夏タイヤと同様溝の残り深さが1.6mm以下になると、スリップサインが現れます。スリップサインが出たら、法律上使用できないため、すぐに交換が必要です。
機能別のタイヤの種類
タイヤはシーズン別の分類に加えて、特定の機能や用途に特化した種類も存在します。走行環境や車両の特性、ドライバーの好みに応じて選べます。
ここでは、機能別に分類された5種類のタイヤについて、それぞれの特徴を解説します。
低燃費タイヤ
低燃費タイヤとは、燃費性能を重視するために転がり抵抗を低減したタイヤのことです。転がり抵抗を低減することで、エンジンへの負担を減らし、燃料消費を抑えるとともにCO2排出量の低減に貢献します。
通勤や日常の買い物など、走行機会が多いドライバーにとって、長期的なコスト削減効果が期待できます。
また、タイヤラベリング制度において、転がり抵抗係数がAグレード以上、ウェットグリップ性能がdグレード以上のものは低燃費タイヤマークがカタログやラベルで表示されていることが多いので参考にしてください。
(プレミアム)コンフォートタイヤ
コンフォートタイヤは、静粛性と乗り心地を最優先に設計された高級タイヤです。快適なドライブ体験を求めるドライバー向けの製品だといえます。
高速道路での長距離移動でも疲労を感じにくく、静音性が高いため、車内での会話の邪魔をしません。
快適性を重視する方や高級車に乗っている方に適したタイヤです。また、プレミアムコンフォートタイヤでありながら低燃費を謳うタイヤもございます。
スポーツタイヤ
スポーツタイヤは、高いグリップ力とハンドリング性能を追求したタイヤです。スポーツカーや走りを楽しみたいドライバー向けに設計されています。

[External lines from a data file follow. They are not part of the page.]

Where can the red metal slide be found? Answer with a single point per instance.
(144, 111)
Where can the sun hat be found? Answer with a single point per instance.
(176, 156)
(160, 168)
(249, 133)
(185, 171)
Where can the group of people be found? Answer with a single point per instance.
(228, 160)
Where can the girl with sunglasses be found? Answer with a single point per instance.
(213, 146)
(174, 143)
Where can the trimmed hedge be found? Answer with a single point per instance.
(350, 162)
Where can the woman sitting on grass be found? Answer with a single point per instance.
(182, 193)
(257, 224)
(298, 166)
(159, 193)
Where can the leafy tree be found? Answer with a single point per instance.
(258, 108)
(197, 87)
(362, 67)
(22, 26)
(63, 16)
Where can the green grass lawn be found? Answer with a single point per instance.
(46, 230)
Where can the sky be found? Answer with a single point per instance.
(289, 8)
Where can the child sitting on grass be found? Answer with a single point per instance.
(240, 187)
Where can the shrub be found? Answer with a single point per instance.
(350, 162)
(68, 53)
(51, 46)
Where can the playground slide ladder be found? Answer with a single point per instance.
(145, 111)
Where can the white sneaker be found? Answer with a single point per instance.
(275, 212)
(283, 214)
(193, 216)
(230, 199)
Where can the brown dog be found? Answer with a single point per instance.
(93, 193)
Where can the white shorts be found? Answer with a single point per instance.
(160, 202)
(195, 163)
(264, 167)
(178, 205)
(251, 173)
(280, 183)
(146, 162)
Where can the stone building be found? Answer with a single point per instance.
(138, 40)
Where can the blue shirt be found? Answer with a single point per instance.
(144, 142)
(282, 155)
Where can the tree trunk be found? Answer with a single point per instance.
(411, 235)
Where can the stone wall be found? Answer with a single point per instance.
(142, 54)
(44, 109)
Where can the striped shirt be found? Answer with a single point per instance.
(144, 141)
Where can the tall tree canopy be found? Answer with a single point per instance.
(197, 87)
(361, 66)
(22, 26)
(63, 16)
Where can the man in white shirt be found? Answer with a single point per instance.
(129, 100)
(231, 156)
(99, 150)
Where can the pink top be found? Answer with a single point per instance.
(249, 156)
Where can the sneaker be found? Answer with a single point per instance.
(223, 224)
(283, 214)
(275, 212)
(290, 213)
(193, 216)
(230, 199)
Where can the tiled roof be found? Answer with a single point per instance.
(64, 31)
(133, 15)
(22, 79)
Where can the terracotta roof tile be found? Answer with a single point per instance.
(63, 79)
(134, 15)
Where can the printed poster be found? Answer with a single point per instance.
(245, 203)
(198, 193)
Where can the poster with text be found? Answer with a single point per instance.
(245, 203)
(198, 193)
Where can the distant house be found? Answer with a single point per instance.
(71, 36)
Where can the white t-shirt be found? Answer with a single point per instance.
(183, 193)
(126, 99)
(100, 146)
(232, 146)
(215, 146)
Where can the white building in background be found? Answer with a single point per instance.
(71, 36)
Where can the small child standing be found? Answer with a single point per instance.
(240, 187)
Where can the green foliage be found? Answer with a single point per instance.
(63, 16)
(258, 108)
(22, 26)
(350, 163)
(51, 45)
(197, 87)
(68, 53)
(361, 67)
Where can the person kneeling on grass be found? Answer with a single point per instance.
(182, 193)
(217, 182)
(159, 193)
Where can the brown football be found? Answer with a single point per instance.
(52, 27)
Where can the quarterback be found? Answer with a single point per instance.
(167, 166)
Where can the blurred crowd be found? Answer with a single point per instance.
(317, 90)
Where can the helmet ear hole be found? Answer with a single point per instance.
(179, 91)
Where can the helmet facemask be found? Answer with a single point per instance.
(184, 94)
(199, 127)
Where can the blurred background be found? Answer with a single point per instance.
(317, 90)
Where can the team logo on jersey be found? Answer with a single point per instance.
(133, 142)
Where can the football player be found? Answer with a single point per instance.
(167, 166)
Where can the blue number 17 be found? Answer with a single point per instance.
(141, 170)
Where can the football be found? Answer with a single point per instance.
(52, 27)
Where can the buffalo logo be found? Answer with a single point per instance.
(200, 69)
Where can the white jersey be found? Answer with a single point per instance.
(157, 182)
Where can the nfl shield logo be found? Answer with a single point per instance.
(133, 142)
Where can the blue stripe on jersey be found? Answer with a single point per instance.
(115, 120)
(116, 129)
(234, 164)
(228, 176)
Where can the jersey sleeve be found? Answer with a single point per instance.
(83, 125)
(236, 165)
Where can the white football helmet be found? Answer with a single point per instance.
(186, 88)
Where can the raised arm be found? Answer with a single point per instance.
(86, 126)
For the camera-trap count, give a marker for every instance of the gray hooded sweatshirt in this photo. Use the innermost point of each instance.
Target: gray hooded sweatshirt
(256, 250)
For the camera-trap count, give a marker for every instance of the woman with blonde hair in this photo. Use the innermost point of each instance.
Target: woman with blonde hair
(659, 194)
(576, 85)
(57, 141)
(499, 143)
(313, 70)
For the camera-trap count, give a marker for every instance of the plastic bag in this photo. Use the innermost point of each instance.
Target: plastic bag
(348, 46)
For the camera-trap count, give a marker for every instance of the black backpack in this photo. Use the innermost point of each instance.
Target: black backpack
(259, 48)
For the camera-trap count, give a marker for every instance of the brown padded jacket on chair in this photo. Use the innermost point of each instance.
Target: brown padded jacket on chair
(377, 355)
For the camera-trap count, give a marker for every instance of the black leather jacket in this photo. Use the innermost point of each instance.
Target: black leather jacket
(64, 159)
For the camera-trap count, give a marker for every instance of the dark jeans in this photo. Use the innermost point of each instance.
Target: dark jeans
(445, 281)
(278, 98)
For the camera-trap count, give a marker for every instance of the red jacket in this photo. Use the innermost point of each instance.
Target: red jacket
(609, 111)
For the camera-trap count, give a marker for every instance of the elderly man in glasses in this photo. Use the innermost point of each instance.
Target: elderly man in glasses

特に、コーナリング時の横方向のグリップ力やハンドリングの応答性が優れている点が特徴です。
オールテレーンタイヤ
オールテレーンタイヤは、舗装路とオフロードの両方に対応できる多目的タイヤです。SUVや四輪駆動車向けに設計され、アウトドアレジャーを楽しむドライバーに適しています。
深い溝と頑丈なブロックパターンにより、砂利道や泥道でも走破性を発揮します。サイドウォールも強化されており、岩や障害物からの損傷に強い構造です。
ただし、オンロード専用タイヤと比較すると、燃費性能や静粛性ではやや劣ります。
ランフラットタイヤ
ランフラットタイヤは、パンク時でも一定距離を走行できる特殊構造のタイヤです。空気圧がゼロになっても、強化されたサイドウォールが車両の重量を支えます。
パンク後も時速80km以下で約80kmの距離を走行できる性能を持つタイヤが多いです。高速道路や人気のない場所でのパンクでも、安全な場所まで移動できる安心感があります。
タイヤの役割や種類を理解して、最適な1本を選ぼう
タイヤは車両の安全性と性能を左右する重要なパーツです。使用環境や目的に合わせて適切なタイヤを選ぶことで、安全性の向上だけでなく、経済性や快適性も高められます。
まずは住んでいる地域や天候状況に応じて、サマータイヤを1年中使用するか、サマータイヤとスタッドレスタイヤを季節によって使い分けるか、オールシーズンタイヤで1年中使用するか、などから最適なものを選びましょう。
加えて、車両や用途に応じて、自分に合うタイヤを選んでみてください。